To make one, follow these rules

  1. Ensure the file name starts with syntax_test_.
  2. Ensure the file is saved somewhere within the Packages directory: next to the corresponding .sublime-syntax file is a good choice.
  3. Ensure the first line of the file starts with: <comment_token> SYNTAX TEST "<syntax_file>". Note that the syntax file can either be a .sublime-syntax or .tmLanguage file.

Once the above conditions are met, running the build command with a syntax test or syntax definition file selected will run all the Syntax Tests, and show the results in an output panel. Next Result (F4) can be used to navigate to the first failing test.

Each test in the syntax test file must first start the comment token (established on the first line, it doesn't actually have to be a comment according to the syntax), and then either a ^ or <- token.
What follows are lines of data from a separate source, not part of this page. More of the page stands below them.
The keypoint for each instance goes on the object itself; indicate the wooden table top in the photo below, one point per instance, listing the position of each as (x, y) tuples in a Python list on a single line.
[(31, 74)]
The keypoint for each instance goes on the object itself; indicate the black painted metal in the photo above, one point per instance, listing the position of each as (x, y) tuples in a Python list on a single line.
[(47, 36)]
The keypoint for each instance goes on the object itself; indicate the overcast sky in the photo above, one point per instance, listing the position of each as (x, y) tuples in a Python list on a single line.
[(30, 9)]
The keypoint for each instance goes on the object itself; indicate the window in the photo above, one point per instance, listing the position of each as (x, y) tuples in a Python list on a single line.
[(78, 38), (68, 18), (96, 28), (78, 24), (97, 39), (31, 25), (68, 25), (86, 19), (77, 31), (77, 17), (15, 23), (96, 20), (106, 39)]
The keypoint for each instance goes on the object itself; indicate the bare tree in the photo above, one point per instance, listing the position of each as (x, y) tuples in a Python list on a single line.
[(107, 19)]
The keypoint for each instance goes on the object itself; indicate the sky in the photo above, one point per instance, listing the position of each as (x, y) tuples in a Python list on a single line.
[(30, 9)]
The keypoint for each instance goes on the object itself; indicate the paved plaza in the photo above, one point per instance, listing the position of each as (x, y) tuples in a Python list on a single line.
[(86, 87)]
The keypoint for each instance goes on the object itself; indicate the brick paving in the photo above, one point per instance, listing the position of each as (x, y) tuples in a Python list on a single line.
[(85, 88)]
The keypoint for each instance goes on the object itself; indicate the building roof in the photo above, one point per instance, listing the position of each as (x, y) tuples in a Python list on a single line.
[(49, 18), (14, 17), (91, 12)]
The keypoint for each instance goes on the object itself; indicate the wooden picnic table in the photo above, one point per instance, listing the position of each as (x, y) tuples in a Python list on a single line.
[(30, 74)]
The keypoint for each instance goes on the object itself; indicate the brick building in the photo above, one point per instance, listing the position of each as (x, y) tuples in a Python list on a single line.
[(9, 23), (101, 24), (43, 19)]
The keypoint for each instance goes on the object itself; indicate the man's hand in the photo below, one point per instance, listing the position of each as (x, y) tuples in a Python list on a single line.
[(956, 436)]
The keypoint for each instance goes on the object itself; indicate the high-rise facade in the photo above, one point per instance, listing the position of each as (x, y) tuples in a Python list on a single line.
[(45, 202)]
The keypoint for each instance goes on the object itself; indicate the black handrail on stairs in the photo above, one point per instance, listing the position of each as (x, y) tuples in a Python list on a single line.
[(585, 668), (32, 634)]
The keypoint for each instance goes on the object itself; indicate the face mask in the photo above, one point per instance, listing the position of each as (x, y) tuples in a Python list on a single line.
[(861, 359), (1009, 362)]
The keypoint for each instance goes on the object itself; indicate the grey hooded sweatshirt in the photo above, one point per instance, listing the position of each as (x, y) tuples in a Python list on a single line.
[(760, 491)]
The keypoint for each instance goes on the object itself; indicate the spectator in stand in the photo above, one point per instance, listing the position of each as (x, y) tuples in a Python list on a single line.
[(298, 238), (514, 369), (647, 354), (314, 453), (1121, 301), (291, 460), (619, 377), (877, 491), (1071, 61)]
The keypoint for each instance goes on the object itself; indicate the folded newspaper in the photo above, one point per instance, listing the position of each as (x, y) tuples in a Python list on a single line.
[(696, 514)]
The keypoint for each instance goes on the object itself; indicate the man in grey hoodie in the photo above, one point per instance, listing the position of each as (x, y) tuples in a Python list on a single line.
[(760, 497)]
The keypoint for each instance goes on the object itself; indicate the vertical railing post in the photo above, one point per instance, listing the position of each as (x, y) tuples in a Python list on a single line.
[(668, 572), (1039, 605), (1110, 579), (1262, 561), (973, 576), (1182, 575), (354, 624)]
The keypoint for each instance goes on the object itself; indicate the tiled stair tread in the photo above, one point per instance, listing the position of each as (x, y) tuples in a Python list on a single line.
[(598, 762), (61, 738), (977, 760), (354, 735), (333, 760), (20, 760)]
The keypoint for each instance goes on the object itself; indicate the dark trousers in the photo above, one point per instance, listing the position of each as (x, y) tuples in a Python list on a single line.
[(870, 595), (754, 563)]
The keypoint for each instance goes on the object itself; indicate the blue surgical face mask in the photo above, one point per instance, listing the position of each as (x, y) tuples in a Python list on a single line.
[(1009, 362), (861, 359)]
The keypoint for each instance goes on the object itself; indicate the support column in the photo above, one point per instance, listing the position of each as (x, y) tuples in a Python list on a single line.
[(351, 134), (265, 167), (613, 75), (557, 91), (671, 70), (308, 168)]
The two types of tests are:

  • Caret: ^ this will test the following selector against the scope on the most recent non-test line. It will test it at the same column the ^ is in. Consecutive ^s will test each column against the selector.
  • Arrow: <- this will test the following selector against the scope on the most recent non-test line. It will test it at the same column as the comment character is in.